Too often firms look at regulation from a pure compliance perspective and do not necessarily focus on the advantages it could bring to the business. For example, financial services firms are renowned for having a multitude of different systems, with customer data dispersed throughout an organisation. The GDPR has been an opportunity to revisit this infrastructure and potentially help move the firm a step closer to achieving a single customer view.

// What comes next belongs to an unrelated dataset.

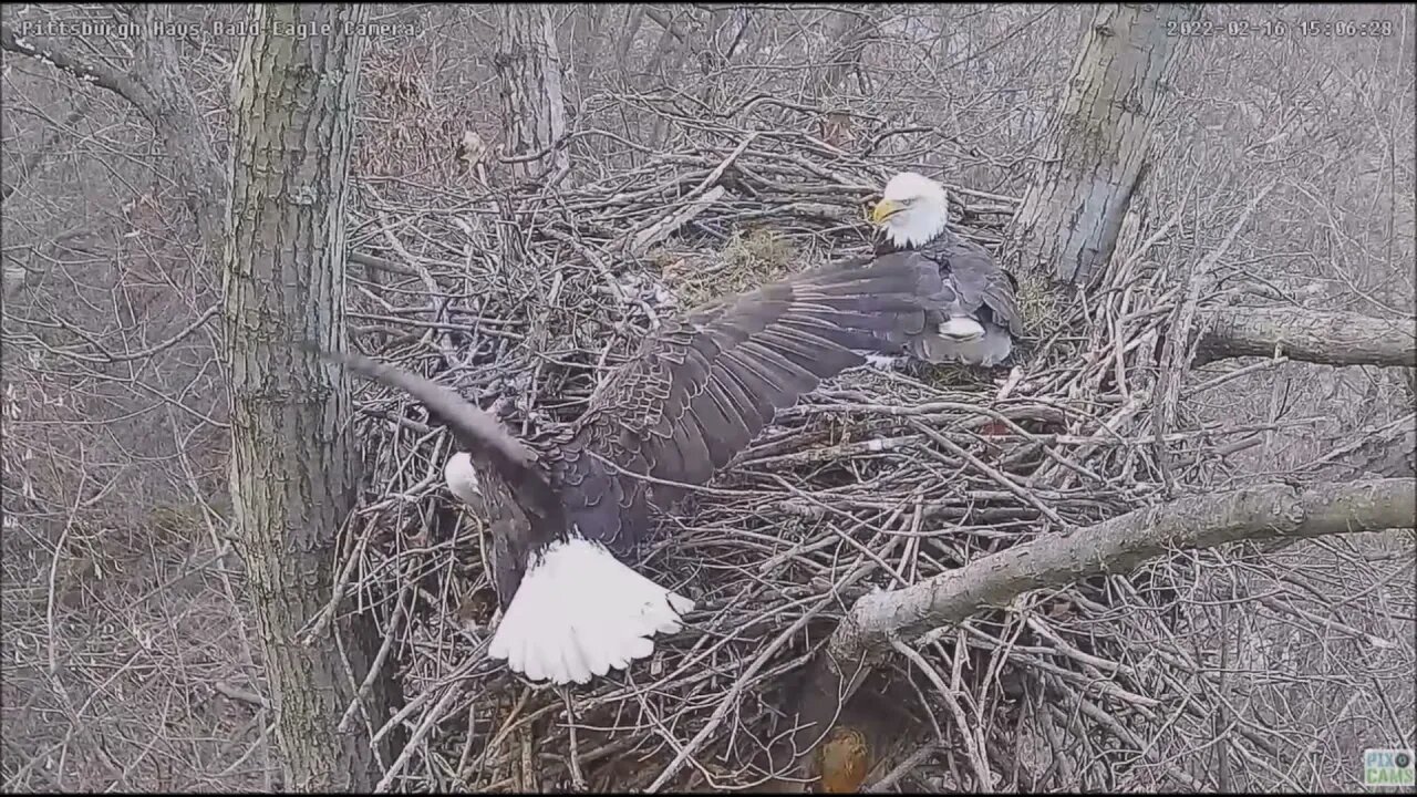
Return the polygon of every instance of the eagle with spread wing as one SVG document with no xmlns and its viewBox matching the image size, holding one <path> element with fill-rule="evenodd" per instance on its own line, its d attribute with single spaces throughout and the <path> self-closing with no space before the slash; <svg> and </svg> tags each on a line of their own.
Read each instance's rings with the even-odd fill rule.
<svg viewBox="0 0 1417 797">
<path fill-rule="evenodd" d="M 665 321 L 577 421 L 527 440 L 428 379 L 324 356 L 410 393 L 452 431 L 448 488 L 493 537 L 503 614 L 489 655 L 533 681 L 585 684 L 648 657 L 694 607 L 632 566 L 652 511 L 706 484 L 822 380 L 904 353 L 945 321 L 944 292 L 932 262 L 900 252 L 720 299 Z"/>
</svg>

Building a single customer view would be one way to ensure compliance while also making the operational infrastructure more efficient. Investing in an infrastructure technology platform that allows the firm to bring all of that customer data into one place, and have as a result, confidence in the accuracy and completeness of the data they are holding for their clients would be really beneficial, adding value to the business as well as better enable firms to comply with future regulatory changes.
Penalties for non-compliance
One of the first things people want to know when discussing GDPR is what penalties they might face for non-compliance. In the worst-case scenario, they could face fines of 4% of global turnover for a significant breach or negligence. But the ICO is not looking to put firms out of business. It remains to be seen what the regulator’s approach will be, but if firms have taken a deliberative approach to complying with the GDPR and have implemented the right sort of data governance, process and technology in place, fines of that scale should be rare.
What the GDPR will do is help the relevant people within a firm get the budget and investment for improving controls and resilience around technology and how data is stored, because there is a fear that if there is a breach or an attack where data is stolen, leaked or lost, then the firm could be subject to fines of up to 4%. That has been quite a positive effect in helping firms improve their infrastructure.